Um ponto por demais interessante é visto na questão nº 884, de O Livro dos Espíritos, quando os Reveladores Celestes definem que a verdadeira propriedade só é aquela que foi adquirida sem prejuízo de outrem. É muito claro que deverá ser fruto do trabalho, já que este é um direito natural. Contudo, esse direito não se concentra apenas nos aspectos terrenos, mas vai muito além, pois passa pelo domínio moral e espiritual, considerando o aspecto transcendental da propriedade. O “proprietário” em não preenchendo esses requisitos, responderá à justiça divina.
Pierre-Joseph Proudhon (1809-1865), político e economista francês, anarquista, pai do socialismo científico, era radical nesse quesito. Leia-se:

“Eu afirmo que nem o trabalho, nem a ocupação e nem a lei podem criar a propriedade; que ela é um efeito sem causa: sou repreensível?
Quantas queixas se levantam?
- A propriedade é um roubo!”

Jean Jacques Rousseau (1712-1778), filósofo e teórico político, em seu Discurso sobre a Origem das Desigualdades, considerou a propriedade privada, em um primeiro momento coletiva e posteriormente para o caráter privado, como os alicerces para todas as desigualdades civis entre os homens, pois as naturais, são inerentes ao ser humano e por si mesmas, isoladamente, não justificam o surgimento das mesmas.
Ney Lobo (1919-2012), educador paranaense, define três formas de aplicação da propriedade; a esmola, a beneficência e o investimento.
            Proudhon afirma que a propriedade tira todo seu valor (sua renda) da circulação dos produtos e, por conseguinte, ainda revela um fato superior a ela, a força coletiva, a solidariedade do trabalho.
            Alguns pontos da filosofia social espírita de propriedade se tocam com a concepção socialismo, como mostra Lobo, entretanto, sempre considerando o proprietário o ser imortal e viajor das vidas sucessivas.
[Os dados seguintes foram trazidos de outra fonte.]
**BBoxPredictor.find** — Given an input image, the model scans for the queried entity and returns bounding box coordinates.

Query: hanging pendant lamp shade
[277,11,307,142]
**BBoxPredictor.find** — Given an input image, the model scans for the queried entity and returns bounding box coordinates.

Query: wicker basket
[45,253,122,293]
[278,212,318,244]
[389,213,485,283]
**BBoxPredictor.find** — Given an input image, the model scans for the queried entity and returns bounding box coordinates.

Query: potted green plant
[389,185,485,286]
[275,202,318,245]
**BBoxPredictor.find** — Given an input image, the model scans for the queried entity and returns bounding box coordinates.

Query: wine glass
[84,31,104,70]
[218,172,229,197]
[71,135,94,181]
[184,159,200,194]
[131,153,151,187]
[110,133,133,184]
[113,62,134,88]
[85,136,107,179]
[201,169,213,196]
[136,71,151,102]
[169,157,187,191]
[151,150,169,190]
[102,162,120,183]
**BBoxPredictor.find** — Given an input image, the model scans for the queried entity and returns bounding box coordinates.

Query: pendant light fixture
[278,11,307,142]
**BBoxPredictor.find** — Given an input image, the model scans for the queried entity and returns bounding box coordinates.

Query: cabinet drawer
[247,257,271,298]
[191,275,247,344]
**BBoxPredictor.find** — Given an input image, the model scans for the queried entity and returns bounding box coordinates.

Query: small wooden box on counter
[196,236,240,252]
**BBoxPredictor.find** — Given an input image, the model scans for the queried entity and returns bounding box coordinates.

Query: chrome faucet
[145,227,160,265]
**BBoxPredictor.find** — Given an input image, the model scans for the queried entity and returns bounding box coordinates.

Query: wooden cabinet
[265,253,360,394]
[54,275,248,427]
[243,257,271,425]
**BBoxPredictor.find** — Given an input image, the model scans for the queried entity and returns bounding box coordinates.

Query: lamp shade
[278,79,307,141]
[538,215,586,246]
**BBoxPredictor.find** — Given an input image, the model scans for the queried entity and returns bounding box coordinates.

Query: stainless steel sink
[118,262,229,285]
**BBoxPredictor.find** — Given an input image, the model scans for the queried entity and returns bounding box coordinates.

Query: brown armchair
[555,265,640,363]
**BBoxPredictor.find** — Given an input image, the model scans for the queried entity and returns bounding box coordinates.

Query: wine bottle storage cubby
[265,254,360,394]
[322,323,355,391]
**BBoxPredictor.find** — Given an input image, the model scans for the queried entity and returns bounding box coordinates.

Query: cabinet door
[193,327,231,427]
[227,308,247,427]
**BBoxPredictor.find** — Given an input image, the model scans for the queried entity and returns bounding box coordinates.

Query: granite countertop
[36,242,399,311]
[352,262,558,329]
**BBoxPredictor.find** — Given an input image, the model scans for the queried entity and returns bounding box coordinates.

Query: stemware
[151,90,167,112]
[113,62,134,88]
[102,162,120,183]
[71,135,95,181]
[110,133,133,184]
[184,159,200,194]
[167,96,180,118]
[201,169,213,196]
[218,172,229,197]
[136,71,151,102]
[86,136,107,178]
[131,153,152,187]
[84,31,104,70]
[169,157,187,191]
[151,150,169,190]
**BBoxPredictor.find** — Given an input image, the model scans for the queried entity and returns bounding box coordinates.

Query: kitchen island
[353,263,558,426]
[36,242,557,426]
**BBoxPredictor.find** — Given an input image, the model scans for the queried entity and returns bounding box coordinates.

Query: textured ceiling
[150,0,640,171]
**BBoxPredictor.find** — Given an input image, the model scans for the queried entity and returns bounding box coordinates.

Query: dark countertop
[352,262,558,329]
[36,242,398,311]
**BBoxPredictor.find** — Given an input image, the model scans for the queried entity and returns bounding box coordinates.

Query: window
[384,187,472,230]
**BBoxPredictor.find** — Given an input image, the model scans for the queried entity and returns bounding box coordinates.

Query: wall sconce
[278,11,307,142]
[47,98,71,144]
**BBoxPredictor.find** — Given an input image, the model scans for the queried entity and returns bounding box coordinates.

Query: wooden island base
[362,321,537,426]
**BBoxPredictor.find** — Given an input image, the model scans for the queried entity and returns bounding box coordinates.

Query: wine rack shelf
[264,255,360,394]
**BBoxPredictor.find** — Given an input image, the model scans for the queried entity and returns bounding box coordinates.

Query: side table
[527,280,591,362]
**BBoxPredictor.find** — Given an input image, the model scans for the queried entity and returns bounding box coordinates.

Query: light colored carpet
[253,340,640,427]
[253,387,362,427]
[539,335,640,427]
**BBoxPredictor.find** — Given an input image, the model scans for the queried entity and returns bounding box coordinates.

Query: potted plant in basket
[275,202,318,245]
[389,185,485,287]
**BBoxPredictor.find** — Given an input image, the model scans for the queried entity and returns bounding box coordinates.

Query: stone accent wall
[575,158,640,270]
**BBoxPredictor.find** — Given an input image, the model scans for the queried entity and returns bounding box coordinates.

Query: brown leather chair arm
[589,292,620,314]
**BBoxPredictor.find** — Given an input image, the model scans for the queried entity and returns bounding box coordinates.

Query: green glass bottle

Leia-se:

            CONVERGÊNCIAS
a)    Ambas as doutrinas não reconhecem o homem como proprietário dos bens terrenos no rigor do termo: o socialismo, porque institui o Estado como proprietário; para a filosofia social espírita, somente Deus é o único dono de todas as riquezas.
b)    Ambas as doutrinas – filosofia social espírita e socialismo – guardadas as perspectivas doutrinárias, a propriedade só é considerada como usufruto dos bens da Terra.
c)    A universalização da propriedade estende-se às duas concepções filosóficas. O socialismo, pela coletivização. A filosofia social espírita, pela sucessão de seus detentores através das reencarnações e da Lei de Alternância das Posições Sociais (EE-XVI, 8, § 2º).
d)    As duas doutrinas incutem um sentido altamente restrito à plena propriedade: para o socialismo, a plena propriedade só é a dos bens de consumo, mas, enquanto subsistem, porque são perecíveis; para a Doutrina Espírita, só os bens espirituais (as perfeições conquistadas da inteligência e da moralidade) participam da plenitude e são eternos.

DIVERGÊNCIAS
a)    A filosofia social espírita intitula a propriedade privada como um direito natural e sagrado, para o socialismo não é nenhuma forma de direito, muito menos, sagrado.
b)    No socialismo, o proprietário só poderá ser o Estado, para a filosofia social espírita, tanto o Estado quanto os indivíduos podem ser proprietários, mas só na condição de usufrutuários.
c)    Para o socialismo, a origem da propriedade é espúria e, por isso, ilegítima; para a filosofia social espírita, a origem da propriedade pode ser honesta ou não, da mesma forma que legítima ou ilegítima. Deus é o dono de todas as riquezas.
d)    Para a filosofia social espírita, o emprego das riquezas pode ser bem ou mal empregado  social e espiritualmente, em qualquer tipo de sociedade; o socialismo é essencialmente pessimista: as riquezas geradas no regime capitalista e em mãos de particulares são empregadas antissocialmente.
e)    O desejo de possuir bens e propriedades, para o espírita, é natural, assim como também o direito de defendê-los; o socialismo entende que o desejo de possuir como um efeito psicológico do regime capitalista, não sendo assim natural, e que desaparecerá num sistema em que a propriedade esteja coletivizada.
f)     O socialismo é implantado pela coletivização da propriedade, e exige um Estado forte e totalitário que suprime a liberdade; a filosofia social espírita tende à privatização da propriedade que conduz à democracia e à liberdade.
g)    Para o socialismo, a coletivização é, a um só tempo, a extinção da propriedade particular, concentrando-a na esfera do Estado; para a filosofia social espírita, adotando esse termo, a coletivização, seria apenas justa e indispensável preocupação com o bem comum, com o bem-estar de todos os irmãos.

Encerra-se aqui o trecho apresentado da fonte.